In [24]:
import pandas as pd
import os
import gzip
import pickle
import openai
import torch.nn.functional as F
import torch
import re

In [25]:
def get_openai_response(prompt, tokens = 2000, model="gpt-4"):
    # model="gpt-3.5-turbo"
    response = openai.ChatCompletion.create(
        model=model,
        messages=[
            {
                "role": "system",
                "content": "You are a helpful assistant"
            },
            {
                "role": "user",
                "content": prompt
            }
            ],
        temperature=0,
        max_tokens=tokens,
        top_p=1,
    )
    text = response.choices[0].message.content


    # print("returning ai text:", text)
    return text

In [26]:
df = pd.read_csv('datasets/extracted/date_name_price_original.csv')

# sort by date
df = df.sort_values(by=['date'])

# remove rows where hardware_price contains the string "unknown"
df = df[df['hardware_price'].str.contains("unknown") == False]

# save
df.to_csv('datasets/extracted/date_name_price_no_unknown_prices.csv', index=False)

# drop the date column
df = df.drop(columns=['date'])

# drop the hardware_price column
df = df.drop(columns=['hardware_price'])

# save
df.to_csv('datasets/extracted/name_only.csv', index=False)

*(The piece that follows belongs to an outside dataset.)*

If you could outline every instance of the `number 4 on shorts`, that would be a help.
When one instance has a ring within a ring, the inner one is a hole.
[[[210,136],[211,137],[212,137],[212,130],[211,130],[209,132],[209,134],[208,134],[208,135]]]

# GPT-4 processing (prices)

In [27]:
#read the file back as a string
with open('datasets/extracted/date_name_price_no_unknown_prices.csv', 'r') as file:
    table_text = file.read()

prompt = f"""
{table_text}


I have analyzed posts from a bitcoin forum and created this csv.
Rewrite the csv with the following change:
Rewrite the price in a standard format, use this format for all rows: "1234$" or "1234BTC" or "1234€" etc. depending on the currency
If a price is per unit, keep only the price
If a price is a range, keep only the first price
If a price has no currency, assume it is in $


""".strip()



print(prompt)

# response = get_openai_response(prompt) # the response is a csv as a string with columns date,hardware_name,hardware_price,hashrate,efficiency


# # save the response
# with open('datasets/extracted/name_and_price_cleaned.csv', 'w') as file:
#     file.write(response)


# df = pd.read_csv('datasets/extracted/date_name_price_cleaned_prices.csv')


date,hardware_name,hardware_price
2011-03-06,5850,$70
2011-05-06,Amazon EC2 Cluster GPU Instances,$2.10 per hour
2011-05-16,Thermaltake W0133RU ToughPower 1200W Modular Power Supply,$200
2011-05-16,ToughPower 1350W supply,$220
2011-05-16,Intel D975XBX,$55
2011-05-16,Coolermaster 700W Silent Pro,$79
2011-05-22,5850,$185
2011-05-22,5830,$99
2011-06-01,HD5830,$280
2011-06-01,HD5830,$126
2011-06-01,HD5850,$288
2011-06-03,XFX 5830,$109
2011-06-07,5830,$150
2011-06-07,5850,$200-300
2011-07-13,5830,$800
2012-04-21,x6500,107 BTC
2012-04-21,x6500 fpga,$580
2012-05-13,BeagleBone,$89
2012-07-14,BitForce Jalapeno,$150
2013-02-02,Icarus FPGA,26 BTC
2013-03-25,AVALON,$75 and $101
2013-04-02,6870,$80
2013-04-12,BFL 5 gh/s units,$275
2013-04-14,25 GH/s ASIC miner,"$2,000"
2013-04-15,Avalon ASIC,$1200
2013-04-15,ztex 1.15x FGPA,$200
2013-04-27,Avalon ASICs,807.1501152800002 BTC
2013-05-13,Ztex 1.15y,$599
2013-05-19,Avalon Chips,0.079 BTC
2013-05-22,Sapphire 7950 Vapor X,$320
2013-05-30,ASICMiner Erupte

# adding efficiency and hashrate

In [30]:
#read the file back as a string
with open('datasets/extracted/name_only.csv', 'r') as file:
    table_text = file.read()
    table_text = table_text.replace("hardware_name", "").strip()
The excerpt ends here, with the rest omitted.